Why we will keep lighting cigars with a blowtorch.
Local and open source models aren't the answer to token frugality.
TL;DR: The winners are still Anthropic, OpenAI, Google, hyperscalers, and the AI infra layer underneath them.
—
The narrative of local, smaller, cheaper open source models as an alternative to overpaying for frontier tokens keeps popping up as a bear case. I think it’s a seductive and intuitive idea: why use a blowtorch to light a cigar? We have a focused job to do, so why all of this general intelligence, scale, cost, latency, and additional risk? Let’s have a small, affordable, lobotomized intelligence for each task.
For focused tasks like summarizing small chunks of text or general data munging, fine. But for coding and agentic workflows operating over longer horizons? I don’t think so.
I see three dynamics:
Total Cost to Resolution (TCR): for complex tasks, the more powerful model will likely ultimately cost less. Stronger models require fewer reasoning tokens, one shot the best solution more quickly, and reduce the number of brute force generate-verify iterations.
The Horizon Wall: Over long trajectories, these small differences have a big impact on quality and thus how long the horizons can be that the models work independently. Small errors compound into catastrophic impact on viability.
Parallelism Capacity: Because of B, smarter models allow more parallelism because they can work longer between human (or agent) review.
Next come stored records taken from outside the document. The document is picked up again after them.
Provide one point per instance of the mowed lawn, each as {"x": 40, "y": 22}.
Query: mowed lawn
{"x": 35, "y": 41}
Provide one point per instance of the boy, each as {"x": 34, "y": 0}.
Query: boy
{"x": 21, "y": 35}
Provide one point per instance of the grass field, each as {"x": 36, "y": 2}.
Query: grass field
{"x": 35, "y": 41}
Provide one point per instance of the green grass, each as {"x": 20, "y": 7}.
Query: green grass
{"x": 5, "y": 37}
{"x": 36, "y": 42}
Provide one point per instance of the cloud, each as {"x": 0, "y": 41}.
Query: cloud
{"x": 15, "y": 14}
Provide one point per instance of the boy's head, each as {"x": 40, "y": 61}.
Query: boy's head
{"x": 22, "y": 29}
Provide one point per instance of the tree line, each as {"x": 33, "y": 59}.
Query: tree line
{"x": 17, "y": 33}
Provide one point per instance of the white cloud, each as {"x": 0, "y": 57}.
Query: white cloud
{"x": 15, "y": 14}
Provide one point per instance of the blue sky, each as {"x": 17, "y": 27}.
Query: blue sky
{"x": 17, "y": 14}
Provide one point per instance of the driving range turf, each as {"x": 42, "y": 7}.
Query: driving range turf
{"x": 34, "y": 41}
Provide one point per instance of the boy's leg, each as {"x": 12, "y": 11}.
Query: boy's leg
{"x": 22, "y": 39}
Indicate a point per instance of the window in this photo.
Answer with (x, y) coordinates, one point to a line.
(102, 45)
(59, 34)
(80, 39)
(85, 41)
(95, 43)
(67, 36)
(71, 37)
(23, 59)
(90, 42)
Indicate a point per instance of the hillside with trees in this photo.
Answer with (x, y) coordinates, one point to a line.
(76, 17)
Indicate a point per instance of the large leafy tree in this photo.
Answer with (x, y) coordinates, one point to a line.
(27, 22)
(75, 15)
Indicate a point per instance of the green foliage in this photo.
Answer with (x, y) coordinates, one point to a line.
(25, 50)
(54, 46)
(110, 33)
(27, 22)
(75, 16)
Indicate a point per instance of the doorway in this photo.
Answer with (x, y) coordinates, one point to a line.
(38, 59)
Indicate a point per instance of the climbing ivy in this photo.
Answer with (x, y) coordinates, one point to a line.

I think the compounding nature is the crucial point because it propagates over every phase. A poorer research session compounds into poorer planning which compounds into an inferior implementation and weaker code reviews and so on.
The math: if you compare a 95% success rate to an 80% success rate over a simple 10 step procedure, the former will succeed 60% of the time and the latter 10%. What if the chain is hundreds or thousands of steps?
Perhaps harnesses will become more model heterogeneous (likely at the behest of the orchestrating models themselves) to reduce latency and cost. For planning and agentic trajectories, there is no substitute for the best.